The township has received a special waiver from the state to use public grant funding to plant trees on private property in the development, Business Administrator Scott Pezarras said recently.
Normally, under the state's No Net Loss grant program, trees downed in construction projects can be replaced on public land elsewhere using state funding, but the concerns of residents prompted the state to grant an exception to Brick to use the funding to plant trees in Evergreen Woods.
The township council recently accepted the funds from a $511,020 grant to plant trees in the neighborhood and at several township parks, including Windward Beach, Bayside Park, the Drum Point Sports Complex, Angela Hibbard Park, Lake Riviera Park and Colorado Park. The latest grant is in addition to an earlier $675,000 grant the township received under the same program.
The grant funding must be used by July 15, 2018.
"We plan on planting over 4,000 trees in these few years," said Council President Susan Lydecker.
The grant includes provisions to plant both trees and certain large shrubs.

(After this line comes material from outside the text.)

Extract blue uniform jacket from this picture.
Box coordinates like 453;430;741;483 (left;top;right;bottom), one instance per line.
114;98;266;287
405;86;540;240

Since construction began on the project to create shoulders and widen lanes on the Garden State Parkway, residents of Evergreen Woods have frequently come to township council meetings to speak about an increase in noise and pollution, as well as what they see as a lessening of their property values.
The township has only minimal influence over the project since it is administered by the state Turnpike Authority, which runs the Parkway.